Final Berkelas Tinggi
Final yang dinanti akhirnya tersaji saat Fajar Alfian/Muhammad Rian Ardianto ditantang pemilik lapangan, Liang Wei Keng dan Wang Chang, yang merupakan unggulan pertama dunia. Dukungan luar biasa dari publik Changzhou Olympic Sports Centre menciptakan atmosfer intimidatif, tetapi pasangan Indonesia justru menyerap energi itu. Set pembuka berlangsung dalam tempo tinggi. Fajar/Fikri tertinggal 8-11 pada interval, lalu menyamakan kedudukan menjadi 14-14 setelah rally 42 pukulan yang melelahkan. Permainan net Rian yang presisi dan smes menyilang Fajar dari baseline akhirnya mematahkan pertahanan Liang/Wang. Mereka merebut set pertama dengan skor 21-19. Tim tuan rumah bangkit di set kedua dengan meningkatkan tempo serangan dan memanfaatkan pengembalian pendek. Wang Chang yang lincah di depan net membuat Fajar/Fikri beberapa kali terpancing. Set kedua pun jatuh ke China, 15-21. Memasuki set penentuan, strategi servis panjang Fajar mulai membuahkan hasil. Pasangan Indonesia langsung memimpin 4-1, namun lawan kembali menyamakan hingga interval dengan skor tipis 11-10. Poin demi poin berjalan dengan tekanan mental tinggi. Pada kedudukan 16-16, Fajar melepaskan backhand drop shot mengecoh Liang, yang menjadi titik balik psikologis. Sejak itu, Fajar/Fikri meraih lima poin beruntun dan menutup pertandingan dengan kemenangan 21-18, menyegel gelar juara China Open pertama bagi Indonesia di sektor ganda putra sejak 2019.
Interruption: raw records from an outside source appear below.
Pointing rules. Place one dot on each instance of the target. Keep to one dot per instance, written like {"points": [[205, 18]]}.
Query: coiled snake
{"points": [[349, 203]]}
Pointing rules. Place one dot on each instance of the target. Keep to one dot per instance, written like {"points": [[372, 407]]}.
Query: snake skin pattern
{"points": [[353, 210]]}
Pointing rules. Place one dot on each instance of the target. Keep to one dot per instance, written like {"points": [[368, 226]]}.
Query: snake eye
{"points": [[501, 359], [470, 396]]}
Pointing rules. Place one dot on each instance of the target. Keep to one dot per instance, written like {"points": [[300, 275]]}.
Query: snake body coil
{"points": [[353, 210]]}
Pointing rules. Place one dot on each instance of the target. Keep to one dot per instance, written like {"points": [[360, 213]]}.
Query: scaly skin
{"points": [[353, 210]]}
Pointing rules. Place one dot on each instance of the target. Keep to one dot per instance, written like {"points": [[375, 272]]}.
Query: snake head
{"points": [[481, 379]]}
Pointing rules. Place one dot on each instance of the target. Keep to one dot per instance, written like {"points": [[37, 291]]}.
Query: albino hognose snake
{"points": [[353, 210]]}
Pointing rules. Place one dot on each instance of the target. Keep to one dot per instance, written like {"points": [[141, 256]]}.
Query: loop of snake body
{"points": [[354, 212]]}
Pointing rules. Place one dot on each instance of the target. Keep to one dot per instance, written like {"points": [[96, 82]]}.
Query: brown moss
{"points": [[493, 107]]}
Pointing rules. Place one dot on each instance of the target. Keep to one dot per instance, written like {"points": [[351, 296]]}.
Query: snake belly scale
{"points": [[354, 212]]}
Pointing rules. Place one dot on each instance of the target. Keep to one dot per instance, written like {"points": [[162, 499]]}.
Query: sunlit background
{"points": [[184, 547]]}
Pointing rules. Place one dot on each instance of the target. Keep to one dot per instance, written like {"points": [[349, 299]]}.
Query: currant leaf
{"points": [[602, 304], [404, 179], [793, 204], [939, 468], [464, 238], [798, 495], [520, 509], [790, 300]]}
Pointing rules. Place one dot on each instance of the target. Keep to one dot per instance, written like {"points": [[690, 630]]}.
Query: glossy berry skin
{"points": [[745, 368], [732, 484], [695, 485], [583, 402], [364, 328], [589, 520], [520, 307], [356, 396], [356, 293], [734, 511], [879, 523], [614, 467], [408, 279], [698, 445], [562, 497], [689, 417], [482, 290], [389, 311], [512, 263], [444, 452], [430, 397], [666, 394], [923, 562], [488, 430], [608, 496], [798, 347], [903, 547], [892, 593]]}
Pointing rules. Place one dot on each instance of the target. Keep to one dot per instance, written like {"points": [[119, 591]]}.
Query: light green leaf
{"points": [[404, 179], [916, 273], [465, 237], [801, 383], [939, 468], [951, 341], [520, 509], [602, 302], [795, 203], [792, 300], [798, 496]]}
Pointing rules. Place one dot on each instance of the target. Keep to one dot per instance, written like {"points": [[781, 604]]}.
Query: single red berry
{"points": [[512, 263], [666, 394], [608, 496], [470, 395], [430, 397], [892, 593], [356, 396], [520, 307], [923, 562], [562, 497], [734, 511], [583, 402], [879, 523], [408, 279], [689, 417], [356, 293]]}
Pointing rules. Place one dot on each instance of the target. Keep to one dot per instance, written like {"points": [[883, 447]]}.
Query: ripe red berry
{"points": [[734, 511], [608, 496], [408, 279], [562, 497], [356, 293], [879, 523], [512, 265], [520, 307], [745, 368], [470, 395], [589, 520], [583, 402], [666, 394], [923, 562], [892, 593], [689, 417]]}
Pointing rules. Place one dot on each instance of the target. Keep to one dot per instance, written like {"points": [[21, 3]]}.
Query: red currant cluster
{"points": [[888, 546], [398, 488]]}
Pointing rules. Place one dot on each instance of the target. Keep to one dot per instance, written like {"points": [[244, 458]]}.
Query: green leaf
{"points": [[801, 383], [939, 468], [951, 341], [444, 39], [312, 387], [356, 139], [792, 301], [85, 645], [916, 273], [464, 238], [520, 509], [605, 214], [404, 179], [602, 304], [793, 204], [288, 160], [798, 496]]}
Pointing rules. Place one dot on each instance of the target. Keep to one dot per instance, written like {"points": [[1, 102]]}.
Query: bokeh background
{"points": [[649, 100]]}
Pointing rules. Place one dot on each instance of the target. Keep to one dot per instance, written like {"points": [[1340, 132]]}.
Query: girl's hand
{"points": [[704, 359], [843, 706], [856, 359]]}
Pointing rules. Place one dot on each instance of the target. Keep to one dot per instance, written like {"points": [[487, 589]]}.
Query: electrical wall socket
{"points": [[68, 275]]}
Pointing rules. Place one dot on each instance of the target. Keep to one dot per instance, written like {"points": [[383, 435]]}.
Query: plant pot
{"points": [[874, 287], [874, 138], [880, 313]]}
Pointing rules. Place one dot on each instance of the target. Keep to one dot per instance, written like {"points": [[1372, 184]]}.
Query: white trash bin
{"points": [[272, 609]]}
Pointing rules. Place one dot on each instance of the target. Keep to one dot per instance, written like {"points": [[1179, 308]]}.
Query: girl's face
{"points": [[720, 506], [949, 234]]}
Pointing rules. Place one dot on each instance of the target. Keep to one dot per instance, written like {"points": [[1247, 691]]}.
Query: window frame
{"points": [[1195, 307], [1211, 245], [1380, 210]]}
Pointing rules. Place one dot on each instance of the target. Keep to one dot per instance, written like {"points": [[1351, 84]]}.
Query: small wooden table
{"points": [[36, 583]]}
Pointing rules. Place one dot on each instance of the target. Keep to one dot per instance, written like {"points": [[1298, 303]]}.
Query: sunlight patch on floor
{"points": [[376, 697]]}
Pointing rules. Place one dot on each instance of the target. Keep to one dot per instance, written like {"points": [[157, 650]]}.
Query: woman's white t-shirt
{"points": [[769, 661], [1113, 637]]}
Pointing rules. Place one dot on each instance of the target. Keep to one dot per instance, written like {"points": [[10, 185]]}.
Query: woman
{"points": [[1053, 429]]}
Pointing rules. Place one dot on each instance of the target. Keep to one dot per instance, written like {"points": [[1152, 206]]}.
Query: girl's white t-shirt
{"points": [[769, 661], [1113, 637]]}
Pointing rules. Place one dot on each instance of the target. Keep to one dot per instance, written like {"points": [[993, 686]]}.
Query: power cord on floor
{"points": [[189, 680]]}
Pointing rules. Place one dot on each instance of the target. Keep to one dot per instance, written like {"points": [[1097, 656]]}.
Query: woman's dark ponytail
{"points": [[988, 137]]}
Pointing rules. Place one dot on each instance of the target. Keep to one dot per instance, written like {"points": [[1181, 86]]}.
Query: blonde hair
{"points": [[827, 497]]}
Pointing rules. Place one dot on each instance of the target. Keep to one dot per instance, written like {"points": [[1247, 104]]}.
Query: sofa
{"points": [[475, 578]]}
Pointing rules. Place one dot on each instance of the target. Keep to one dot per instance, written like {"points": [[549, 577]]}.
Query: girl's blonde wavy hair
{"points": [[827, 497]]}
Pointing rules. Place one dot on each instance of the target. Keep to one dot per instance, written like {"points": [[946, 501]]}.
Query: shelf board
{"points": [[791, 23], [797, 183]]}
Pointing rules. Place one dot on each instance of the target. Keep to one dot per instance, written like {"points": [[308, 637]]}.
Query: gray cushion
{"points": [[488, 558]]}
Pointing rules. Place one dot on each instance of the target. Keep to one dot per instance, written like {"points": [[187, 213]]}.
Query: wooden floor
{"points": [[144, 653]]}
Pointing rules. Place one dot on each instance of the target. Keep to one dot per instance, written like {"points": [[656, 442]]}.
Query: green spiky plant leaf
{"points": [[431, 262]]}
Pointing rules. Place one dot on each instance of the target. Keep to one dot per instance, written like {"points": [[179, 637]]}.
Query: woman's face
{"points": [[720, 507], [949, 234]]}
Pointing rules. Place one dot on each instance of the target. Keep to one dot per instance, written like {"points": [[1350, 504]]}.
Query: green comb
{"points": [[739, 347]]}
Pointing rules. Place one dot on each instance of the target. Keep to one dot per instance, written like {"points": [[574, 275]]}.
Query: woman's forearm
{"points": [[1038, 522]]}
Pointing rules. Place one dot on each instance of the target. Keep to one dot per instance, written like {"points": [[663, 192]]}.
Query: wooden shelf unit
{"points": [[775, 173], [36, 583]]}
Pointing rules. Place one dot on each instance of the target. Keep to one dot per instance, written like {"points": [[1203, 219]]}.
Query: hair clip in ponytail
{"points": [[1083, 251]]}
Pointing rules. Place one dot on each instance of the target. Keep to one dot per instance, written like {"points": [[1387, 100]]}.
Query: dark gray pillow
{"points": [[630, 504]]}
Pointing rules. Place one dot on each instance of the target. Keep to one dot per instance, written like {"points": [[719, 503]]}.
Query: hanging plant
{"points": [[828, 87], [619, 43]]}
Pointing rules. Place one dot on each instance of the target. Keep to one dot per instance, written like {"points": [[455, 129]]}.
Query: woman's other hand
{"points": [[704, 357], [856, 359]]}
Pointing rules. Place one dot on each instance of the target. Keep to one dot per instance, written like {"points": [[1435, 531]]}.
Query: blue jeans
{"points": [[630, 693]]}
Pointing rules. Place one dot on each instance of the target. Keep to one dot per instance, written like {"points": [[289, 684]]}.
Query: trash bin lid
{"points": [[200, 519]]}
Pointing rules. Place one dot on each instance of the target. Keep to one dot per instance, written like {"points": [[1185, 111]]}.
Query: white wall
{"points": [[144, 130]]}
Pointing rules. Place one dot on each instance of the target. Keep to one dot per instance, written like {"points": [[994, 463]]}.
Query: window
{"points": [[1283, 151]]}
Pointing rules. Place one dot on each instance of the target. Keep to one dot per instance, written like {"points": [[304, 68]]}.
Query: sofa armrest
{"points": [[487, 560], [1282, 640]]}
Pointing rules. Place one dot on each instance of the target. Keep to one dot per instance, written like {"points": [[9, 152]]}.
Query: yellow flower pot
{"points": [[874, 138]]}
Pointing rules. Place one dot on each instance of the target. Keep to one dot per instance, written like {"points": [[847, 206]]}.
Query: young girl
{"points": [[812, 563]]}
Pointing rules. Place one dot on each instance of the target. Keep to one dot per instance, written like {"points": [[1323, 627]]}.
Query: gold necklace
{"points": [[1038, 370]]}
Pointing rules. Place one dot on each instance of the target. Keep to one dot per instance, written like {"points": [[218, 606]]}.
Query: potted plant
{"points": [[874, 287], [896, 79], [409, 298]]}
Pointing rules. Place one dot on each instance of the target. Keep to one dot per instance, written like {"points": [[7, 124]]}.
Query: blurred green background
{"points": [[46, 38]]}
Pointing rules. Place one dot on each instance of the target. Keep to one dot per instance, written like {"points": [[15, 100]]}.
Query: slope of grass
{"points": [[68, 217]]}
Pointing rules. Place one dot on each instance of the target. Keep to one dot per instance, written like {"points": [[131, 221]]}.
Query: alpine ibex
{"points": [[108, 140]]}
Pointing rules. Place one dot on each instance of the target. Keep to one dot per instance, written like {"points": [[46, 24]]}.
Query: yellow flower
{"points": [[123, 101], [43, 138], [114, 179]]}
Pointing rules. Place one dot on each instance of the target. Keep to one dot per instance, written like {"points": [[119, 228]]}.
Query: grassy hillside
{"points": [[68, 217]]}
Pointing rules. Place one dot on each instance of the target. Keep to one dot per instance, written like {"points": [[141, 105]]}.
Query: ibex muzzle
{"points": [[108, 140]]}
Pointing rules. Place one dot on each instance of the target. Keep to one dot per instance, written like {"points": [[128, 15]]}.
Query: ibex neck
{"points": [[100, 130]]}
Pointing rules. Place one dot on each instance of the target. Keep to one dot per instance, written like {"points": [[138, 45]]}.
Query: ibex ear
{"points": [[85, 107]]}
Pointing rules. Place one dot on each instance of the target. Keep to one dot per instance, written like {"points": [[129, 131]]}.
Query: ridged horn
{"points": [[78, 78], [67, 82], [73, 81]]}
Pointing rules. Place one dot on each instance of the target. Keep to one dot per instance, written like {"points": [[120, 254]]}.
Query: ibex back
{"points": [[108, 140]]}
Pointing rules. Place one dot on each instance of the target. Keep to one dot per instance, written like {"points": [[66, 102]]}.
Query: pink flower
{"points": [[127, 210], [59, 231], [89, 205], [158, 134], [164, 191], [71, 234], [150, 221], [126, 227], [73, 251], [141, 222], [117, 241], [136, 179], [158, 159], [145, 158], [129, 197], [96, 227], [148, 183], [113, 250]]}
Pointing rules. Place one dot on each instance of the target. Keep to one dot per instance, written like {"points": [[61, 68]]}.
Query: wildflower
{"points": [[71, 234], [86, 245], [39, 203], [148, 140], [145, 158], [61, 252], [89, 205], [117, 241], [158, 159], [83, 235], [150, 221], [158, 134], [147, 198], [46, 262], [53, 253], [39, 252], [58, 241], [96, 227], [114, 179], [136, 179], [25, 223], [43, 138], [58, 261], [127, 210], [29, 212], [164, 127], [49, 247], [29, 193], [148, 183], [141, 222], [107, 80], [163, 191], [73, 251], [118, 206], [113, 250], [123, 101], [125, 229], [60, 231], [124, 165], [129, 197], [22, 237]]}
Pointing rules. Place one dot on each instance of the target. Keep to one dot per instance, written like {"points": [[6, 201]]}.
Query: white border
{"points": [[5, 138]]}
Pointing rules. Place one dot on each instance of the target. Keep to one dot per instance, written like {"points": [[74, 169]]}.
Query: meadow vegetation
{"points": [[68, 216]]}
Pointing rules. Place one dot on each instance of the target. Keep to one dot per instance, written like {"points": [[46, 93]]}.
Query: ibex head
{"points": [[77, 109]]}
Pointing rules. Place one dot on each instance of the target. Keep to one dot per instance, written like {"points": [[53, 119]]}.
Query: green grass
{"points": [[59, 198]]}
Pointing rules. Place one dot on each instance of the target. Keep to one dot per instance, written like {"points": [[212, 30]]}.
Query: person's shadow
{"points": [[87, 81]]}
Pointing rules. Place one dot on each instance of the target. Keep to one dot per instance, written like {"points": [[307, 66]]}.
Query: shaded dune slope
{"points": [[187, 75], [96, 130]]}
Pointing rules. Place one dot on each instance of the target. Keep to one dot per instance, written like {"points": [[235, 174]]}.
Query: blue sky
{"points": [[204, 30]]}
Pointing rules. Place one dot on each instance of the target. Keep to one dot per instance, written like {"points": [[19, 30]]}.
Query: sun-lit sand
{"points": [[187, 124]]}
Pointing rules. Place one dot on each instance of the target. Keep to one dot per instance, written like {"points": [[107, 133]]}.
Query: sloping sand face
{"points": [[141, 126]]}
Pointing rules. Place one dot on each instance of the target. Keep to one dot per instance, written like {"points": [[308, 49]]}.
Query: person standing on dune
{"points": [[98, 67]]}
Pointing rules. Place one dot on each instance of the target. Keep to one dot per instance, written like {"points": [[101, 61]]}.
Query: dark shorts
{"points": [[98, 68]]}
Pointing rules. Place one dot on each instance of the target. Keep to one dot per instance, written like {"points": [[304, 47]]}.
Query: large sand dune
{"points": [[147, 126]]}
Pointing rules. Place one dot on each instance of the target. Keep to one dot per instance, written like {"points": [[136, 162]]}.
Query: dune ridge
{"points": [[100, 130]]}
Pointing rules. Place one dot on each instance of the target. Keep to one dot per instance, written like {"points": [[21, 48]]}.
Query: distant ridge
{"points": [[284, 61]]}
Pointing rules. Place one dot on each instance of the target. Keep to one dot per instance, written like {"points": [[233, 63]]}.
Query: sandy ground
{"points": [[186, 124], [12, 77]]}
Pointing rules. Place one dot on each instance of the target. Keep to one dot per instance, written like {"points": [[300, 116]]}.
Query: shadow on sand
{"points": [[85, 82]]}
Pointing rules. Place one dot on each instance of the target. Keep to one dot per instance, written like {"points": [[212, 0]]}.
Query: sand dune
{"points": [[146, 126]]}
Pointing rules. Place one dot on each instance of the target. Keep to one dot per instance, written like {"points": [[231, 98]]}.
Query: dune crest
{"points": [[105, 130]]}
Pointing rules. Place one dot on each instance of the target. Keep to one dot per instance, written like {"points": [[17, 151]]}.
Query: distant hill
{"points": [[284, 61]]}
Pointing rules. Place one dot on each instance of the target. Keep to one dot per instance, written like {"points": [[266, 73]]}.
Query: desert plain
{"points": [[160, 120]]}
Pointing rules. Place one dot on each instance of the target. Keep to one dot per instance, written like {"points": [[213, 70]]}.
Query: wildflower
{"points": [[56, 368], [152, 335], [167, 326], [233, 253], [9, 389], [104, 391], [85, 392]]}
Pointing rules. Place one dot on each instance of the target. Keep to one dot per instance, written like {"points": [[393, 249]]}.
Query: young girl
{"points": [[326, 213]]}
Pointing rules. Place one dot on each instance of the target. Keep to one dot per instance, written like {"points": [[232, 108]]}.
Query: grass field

Taktik dan Kunci Kemenangan
Kesuksesan Fajar/Fikri kali ini tidak lepas dari perubahan pendekatan taktik yang diterapkan pelatih Aryono Miranat. Alih-alih mengandalkan permainan rally panjang yang selama ini menjadi kekuatan mereka, Fajar/Fikri tampil lebih agresif dengan mempercepat tempo sejak servis. Mereka acap kali mengarahkan pukulan first set ke samping kiri Wang Chang yang dianggap memiliki pertahanan lebih lemah. Selain itu, peran Rian di zona depan net sangat krusial dengan tujuh interception menghasilkan poin langsung di sepanjang final. Data statistik internal tim menunjukkan peningkatan efisiensi serangan hingga 42 persen dibanding rata-rata turnamen mereka sebelumnya. Dari sisi mental, konsistensi menjadi pembeda. Ketika Liang/Wang mulai terburu-buru di set ketiga, Fajar/Fikri justru memperlambat ritme dan membiarkan lawan melakukan unforced error. Total unforced error pasangan China mencapai 18 di set pamungkas melawan hanya 9 milik Indonesia.
Pujian dari Pelatih dan Harapan ke Depan
Pelatih Aryono Miranat memuji kematangan emosional Fajar/Fikri yang terus berkembang. Ia menyebut bahwa mereka tidak lagi gelisah saat tertinggal, komunikasi di lapangan sangat baik, dan yang paling penting mereka tetap tenang saat penggemar tuan rumah begitu berisik. Ini kemenangan mental yang sesungguhnya. Fajar sendiri menyampaikan bahwa kunci kemenangan ini adalah rasa lapar untuk terus membuktikan kapasitas mereka sebagai pasangan elite. Kami terus bekerja keras setelah ada sedikit penurunan di awal tahun, dan trofi ini memberi kepercayaan diri besar. Dengan tambahan poin 12.000 dari kemenangan Super 1000, Fajar/Fikri naik ke peringkat empat dunia dan kian mantap menatap BWF World Tour Finals Desember mendatang. Lebih dari itu, gelar ini menjadi sinyal kuat bahwa Indonesia tetap punya amunisi untuk bersaing di Asian Games 2026 di Aichi-Nagoya, Jepang, di mana Fajar/Fikri akan kembali menjadi andalan utama ganda putra.